Uma corda de nylon de uma âncora pende para as profundezas presa num recife de coral da zona mesofótica, perto de Palau, no oceano Pacífico.
Foto: Luiz Rocha / California Academy of Sciences

Lucy Woodall, da Universidade de Exeter, que também participou neste trabalho, aponta que as artes de pesca, que mesmo depois de indevidamente descartadas nas águas continuam a afetar a vida marinha, “parecem contribuir para uma grande porção do plástico visto nos recifes mesofóticos”.

Por isso, tendo em vista a redução desses fatores de ameaça à biodiversidade e saúde dos mares e oceanos, a cientista defende que devem ser tomadas medidas para incentivar o descarte adequado desses materiais, como a colocação de identificação dos pescadores nesses equipamentos ou a eliminação de taxas que tenham de ser pagas para a deposição de material danificado nos portos.

Além de aumentar com a profundidade, a poluição por plástico nos recifes é maior perto de áreas densamente povoadas e mesmo perto de áreas marinhas protegidas. Os investigadores argumentam que muitas dessas áreas permitem a pesca e podem apresentar altos níveis de atividade, devido à maior abundância de peixes e outros animais marinhos com valor comercial e para a alimentação humana.

Hudson Pinheiro, principal autor do artigo, alerta que “a poluição por plástico é um dos maiores problemas que afetam os ecossistemas oceânicos, e os recifes de coral não são exceção”.

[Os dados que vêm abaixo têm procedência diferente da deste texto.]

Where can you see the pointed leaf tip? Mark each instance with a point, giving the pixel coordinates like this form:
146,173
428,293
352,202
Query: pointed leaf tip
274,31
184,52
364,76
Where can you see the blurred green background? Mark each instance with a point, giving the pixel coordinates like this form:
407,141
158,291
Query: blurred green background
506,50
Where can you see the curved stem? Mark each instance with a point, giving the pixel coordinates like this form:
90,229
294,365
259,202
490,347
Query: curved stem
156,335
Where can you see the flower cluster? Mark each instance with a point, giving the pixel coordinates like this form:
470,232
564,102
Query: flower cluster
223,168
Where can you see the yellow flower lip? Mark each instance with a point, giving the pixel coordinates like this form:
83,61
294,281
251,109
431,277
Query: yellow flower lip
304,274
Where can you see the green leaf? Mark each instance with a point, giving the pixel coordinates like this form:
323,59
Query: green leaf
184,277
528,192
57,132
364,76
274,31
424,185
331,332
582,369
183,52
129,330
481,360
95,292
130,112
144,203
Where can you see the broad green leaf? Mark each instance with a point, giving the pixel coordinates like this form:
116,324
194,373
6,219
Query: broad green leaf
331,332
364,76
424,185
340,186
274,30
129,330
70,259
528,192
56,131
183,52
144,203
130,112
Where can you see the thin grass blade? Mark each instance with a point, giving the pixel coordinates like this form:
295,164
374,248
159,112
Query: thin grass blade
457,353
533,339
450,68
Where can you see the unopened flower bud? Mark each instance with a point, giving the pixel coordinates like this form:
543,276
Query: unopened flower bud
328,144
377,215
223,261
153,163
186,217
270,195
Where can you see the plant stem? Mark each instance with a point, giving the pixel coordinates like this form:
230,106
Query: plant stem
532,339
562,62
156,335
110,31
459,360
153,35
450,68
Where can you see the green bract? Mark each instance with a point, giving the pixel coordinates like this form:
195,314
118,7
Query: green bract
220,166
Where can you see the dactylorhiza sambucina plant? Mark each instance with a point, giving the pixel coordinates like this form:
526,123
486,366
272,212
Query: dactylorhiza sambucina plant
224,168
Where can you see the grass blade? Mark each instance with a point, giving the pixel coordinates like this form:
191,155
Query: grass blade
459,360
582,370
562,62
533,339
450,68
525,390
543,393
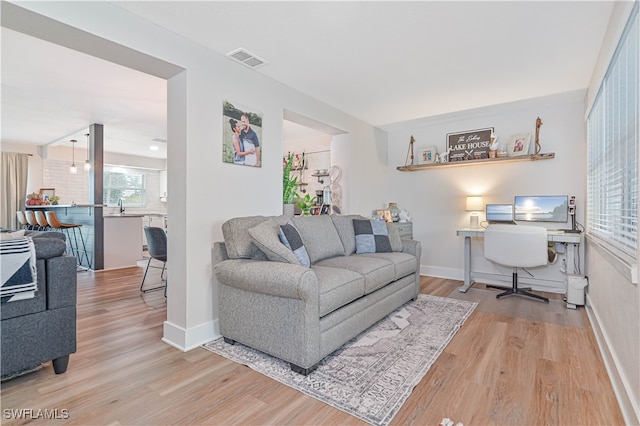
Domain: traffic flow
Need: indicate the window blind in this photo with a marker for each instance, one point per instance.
(612, 148)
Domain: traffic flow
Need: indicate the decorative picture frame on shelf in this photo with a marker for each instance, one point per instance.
(469, 145)
(385, 215)
(427, 154)
(519, 145)
(45, 193)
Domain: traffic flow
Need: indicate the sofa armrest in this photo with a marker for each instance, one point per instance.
(61, 282)
(413, 247)
(272, 278)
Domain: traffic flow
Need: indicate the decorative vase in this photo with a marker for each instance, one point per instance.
(288, 210)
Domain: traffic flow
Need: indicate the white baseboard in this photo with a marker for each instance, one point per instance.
(448, 273)
(629, 408)
(187, 339)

Para o biólogo marinho da Universidade de São Paulo “à medida que os recursos marinhos se vão reduzindo por todo o mundo, os humanos que dependem desses recursos viram-se para habitats mais profundos e para aqueles que estão perto de áreas marinhas protegidas, onde os peixes se mantêm abundantes”.

No entanto, nem tudo parece estar perdido, pois estes cientistas acreditam que se agirmos agora e implementarmos soluções baseadas na Natureza é possível travar a poluição por plástico dos recifes de coral e até reverter os danos por eles sofridos devido à forma como os humanos têm tratado o planeta Terra.